Clive Humby, inventor of the Tesco Clubcard, on ways to stop feeling so overwhelmed by data, how to convince your CEO of its importance, and why data should look forward and not backwards.
Clive Humby came up with a brilliant idea. What if you combined those old-fashioned Green Shield stamps, where you licked hundreds of stamps into a book to afford, say, a kettle, with a personalised record of what you’d actually bought?
In exchange for giving the supermarket your shopping history, the understanding was that they would give you special offers and discounts.
However, back in the early Nineties, none of the supermarkets really had any idea of what their customers bought.
In 1994 Tesco, which was the second-most popular supermarket after Sainsbury’s, wanted to create a new loyalty card. The Tesco executive in charge of developing the Tesco loyalty card heard computer scientist Clive Humby speaking at an event and approached him afterwards.
Tesco agreed to trial the dunnhumby Clubcard for three months across nine stores that same year, after which the team were asked to present their findings to the Tesco board. A gulp-inducing moment. At the end of the presentation, it was Tesco’s then-chairman Lord MacLaurin who broke the awkward minute-long silence.
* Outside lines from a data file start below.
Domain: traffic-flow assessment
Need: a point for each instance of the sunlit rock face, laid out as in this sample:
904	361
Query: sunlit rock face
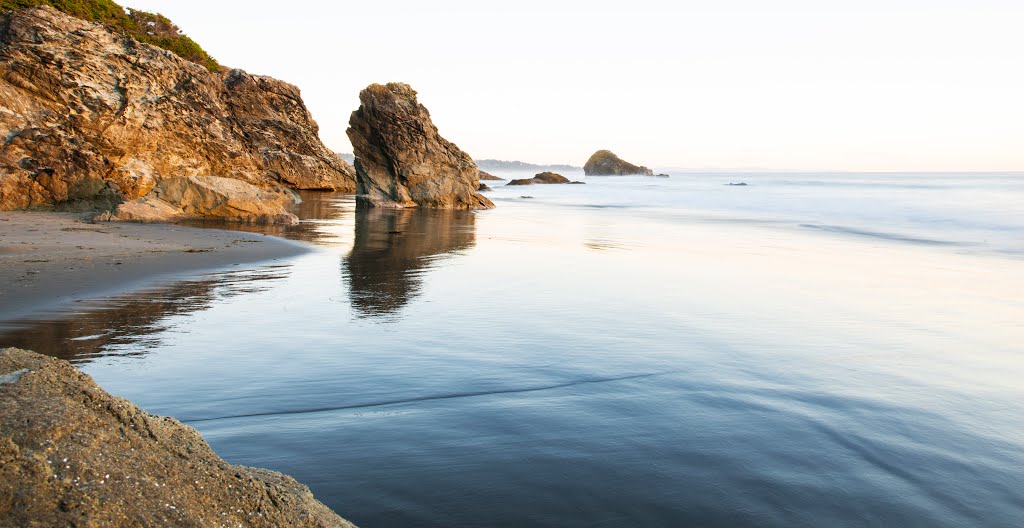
90	117
605	163
401	160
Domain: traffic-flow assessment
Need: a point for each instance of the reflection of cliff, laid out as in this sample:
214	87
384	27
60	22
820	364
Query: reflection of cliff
322	214
394	247
128	325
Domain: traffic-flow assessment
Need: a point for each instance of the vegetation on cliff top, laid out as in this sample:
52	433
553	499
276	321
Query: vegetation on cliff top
143	27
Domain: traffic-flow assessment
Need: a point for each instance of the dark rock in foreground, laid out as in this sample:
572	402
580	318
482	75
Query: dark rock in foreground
92	117
72	454
402	161
544	178
605	163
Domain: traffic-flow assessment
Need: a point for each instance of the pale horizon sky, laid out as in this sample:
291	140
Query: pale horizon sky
869	85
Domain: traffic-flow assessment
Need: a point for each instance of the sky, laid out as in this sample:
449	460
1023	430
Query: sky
857	85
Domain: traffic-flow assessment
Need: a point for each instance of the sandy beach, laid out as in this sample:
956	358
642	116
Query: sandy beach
50	259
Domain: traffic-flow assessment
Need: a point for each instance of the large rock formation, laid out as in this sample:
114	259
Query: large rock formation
544	177
605	163
91	116
487	176
73	455
402	161
208	198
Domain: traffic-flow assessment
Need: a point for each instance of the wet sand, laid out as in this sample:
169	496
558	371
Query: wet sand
48	260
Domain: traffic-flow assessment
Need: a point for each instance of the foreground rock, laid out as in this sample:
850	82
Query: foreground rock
402	161
605	163
92	118
208	198
489	177
73	455
543	178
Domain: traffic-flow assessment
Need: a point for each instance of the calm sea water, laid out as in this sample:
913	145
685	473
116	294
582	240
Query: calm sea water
807	350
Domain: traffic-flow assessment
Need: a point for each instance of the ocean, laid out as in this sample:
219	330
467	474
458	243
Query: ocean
809	349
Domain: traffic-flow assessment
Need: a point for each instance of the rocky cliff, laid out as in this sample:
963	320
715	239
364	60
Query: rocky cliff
402	161
605	163
73	455
91	117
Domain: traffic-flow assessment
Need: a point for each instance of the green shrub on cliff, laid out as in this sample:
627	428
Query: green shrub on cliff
148	28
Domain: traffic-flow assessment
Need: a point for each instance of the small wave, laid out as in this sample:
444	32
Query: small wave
435	397
881	234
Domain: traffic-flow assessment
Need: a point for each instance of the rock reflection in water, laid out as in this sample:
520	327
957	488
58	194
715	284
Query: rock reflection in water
130	325
394	247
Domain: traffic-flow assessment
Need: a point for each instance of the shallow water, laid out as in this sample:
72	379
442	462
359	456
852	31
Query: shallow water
810	349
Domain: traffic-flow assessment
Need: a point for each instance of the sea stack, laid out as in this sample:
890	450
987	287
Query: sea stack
92	118
605	163
401	160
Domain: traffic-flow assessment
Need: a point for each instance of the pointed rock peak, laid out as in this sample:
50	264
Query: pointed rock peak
402	161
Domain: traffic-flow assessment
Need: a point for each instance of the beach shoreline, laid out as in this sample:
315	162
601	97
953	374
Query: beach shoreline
50	260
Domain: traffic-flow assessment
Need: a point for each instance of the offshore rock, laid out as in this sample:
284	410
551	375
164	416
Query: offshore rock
605	163
401	160
72	454
90	117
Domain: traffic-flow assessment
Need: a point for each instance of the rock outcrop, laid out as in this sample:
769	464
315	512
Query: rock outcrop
402	161
545	178
488	177
73	455
208	198
605	163
90	117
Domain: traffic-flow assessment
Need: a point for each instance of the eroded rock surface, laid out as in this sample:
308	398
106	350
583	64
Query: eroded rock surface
402	161
90	117
605	163
486	176
73	455
208	198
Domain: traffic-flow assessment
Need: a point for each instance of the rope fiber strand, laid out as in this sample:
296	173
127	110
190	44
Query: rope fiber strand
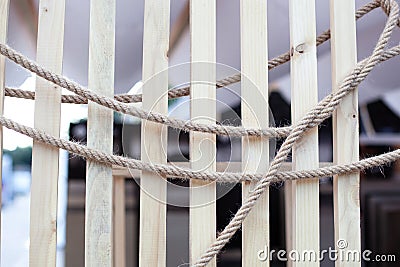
293	134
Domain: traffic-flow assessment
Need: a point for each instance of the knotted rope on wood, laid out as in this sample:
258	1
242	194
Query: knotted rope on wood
312	119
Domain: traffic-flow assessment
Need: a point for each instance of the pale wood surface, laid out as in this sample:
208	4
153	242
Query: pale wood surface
345	128
202	228
255	113
98	210
152	238
119	221
43	205
221	167
3	38
304	95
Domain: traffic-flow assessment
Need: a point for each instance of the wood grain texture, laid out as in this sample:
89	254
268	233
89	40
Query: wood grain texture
345	128
304	95
202	228
255	113
152	238
99	185
4	8
43	205
119	221
221	167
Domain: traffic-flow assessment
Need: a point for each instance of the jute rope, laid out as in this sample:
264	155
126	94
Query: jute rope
184	91
313	118
185	173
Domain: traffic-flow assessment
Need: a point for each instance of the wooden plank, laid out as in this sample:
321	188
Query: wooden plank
345	128
4	7
221	167
152	238
202	228
43	205
98	209
255	113
304	96
119	221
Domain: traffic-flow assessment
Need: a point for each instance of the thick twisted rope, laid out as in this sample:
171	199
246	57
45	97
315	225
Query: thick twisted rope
326	108
313	118
185	173
184	91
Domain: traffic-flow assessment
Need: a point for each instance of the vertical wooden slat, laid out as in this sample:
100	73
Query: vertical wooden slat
43	210
202	229
345	128
98	210
119	221
304	95
3	38
152	242
254	107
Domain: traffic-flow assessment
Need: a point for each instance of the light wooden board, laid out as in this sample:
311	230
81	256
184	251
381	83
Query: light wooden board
152	238
304	95
202	228
345	128
221	167
99	184
119	221
255	112
43	210
3	38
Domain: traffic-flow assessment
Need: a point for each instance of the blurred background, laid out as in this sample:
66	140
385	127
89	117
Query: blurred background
379	111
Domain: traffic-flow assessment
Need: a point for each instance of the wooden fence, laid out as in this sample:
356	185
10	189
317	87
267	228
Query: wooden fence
105	223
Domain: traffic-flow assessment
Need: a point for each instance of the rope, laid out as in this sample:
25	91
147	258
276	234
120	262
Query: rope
312	119
360	73
185	173
184	91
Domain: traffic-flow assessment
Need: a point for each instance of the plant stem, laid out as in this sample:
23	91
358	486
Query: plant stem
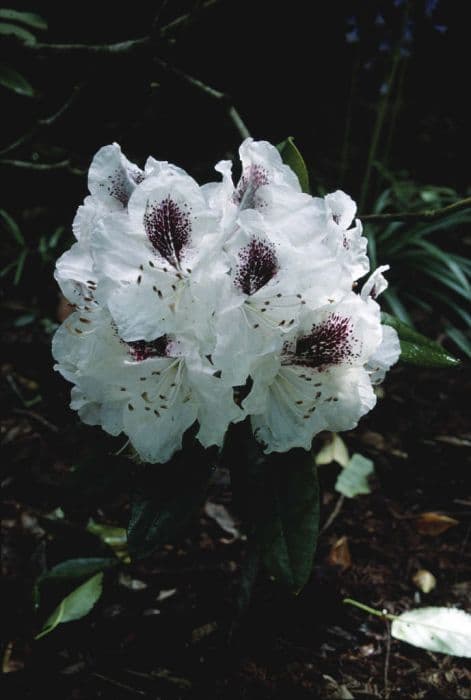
425	215
378	613
377	129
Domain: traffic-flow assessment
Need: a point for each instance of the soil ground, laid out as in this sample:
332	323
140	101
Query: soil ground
161	631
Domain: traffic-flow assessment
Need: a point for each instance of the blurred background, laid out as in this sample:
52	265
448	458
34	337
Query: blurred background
375	95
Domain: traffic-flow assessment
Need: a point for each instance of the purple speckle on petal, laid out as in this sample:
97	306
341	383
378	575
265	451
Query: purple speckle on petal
257	266
120	187
168	228
142	349
330	342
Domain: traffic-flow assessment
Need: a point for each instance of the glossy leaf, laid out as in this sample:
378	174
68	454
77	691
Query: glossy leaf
333	451
292	157
417	349
165	503
76	605
289	524
353	479
423	356
443	630
14	81
78	568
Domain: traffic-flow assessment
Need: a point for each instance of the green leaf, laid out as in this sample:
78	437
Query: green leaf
405	332
292	157
14	81
446	630
12	227
74	606
288	525
353	479
19	33
460	339
417	349
73	568
167	499
423	356
78	568
29	18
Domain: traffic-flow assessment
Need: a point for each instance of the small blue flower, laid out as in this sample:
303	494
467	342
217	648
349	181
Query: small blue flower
430	7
He said, “What scares me about this is that you know more about my customers after three months than I know after 30 years.”
Today, Clive Humby is a data science entrepreneur and professor of data science at Sheffield University. Information Age sat down with Clive Humby to discuss how to stop feeling overwhelmed by data, how should use data in the right way, and why data needs to sit in the boardroom and not be shunted off to IT or accounts.
‘We have to look at data being a predictive set of information that tells us what’s changing and what we need to do’
Clive Humby
When did you get interested in data what was it that appealed to you about data?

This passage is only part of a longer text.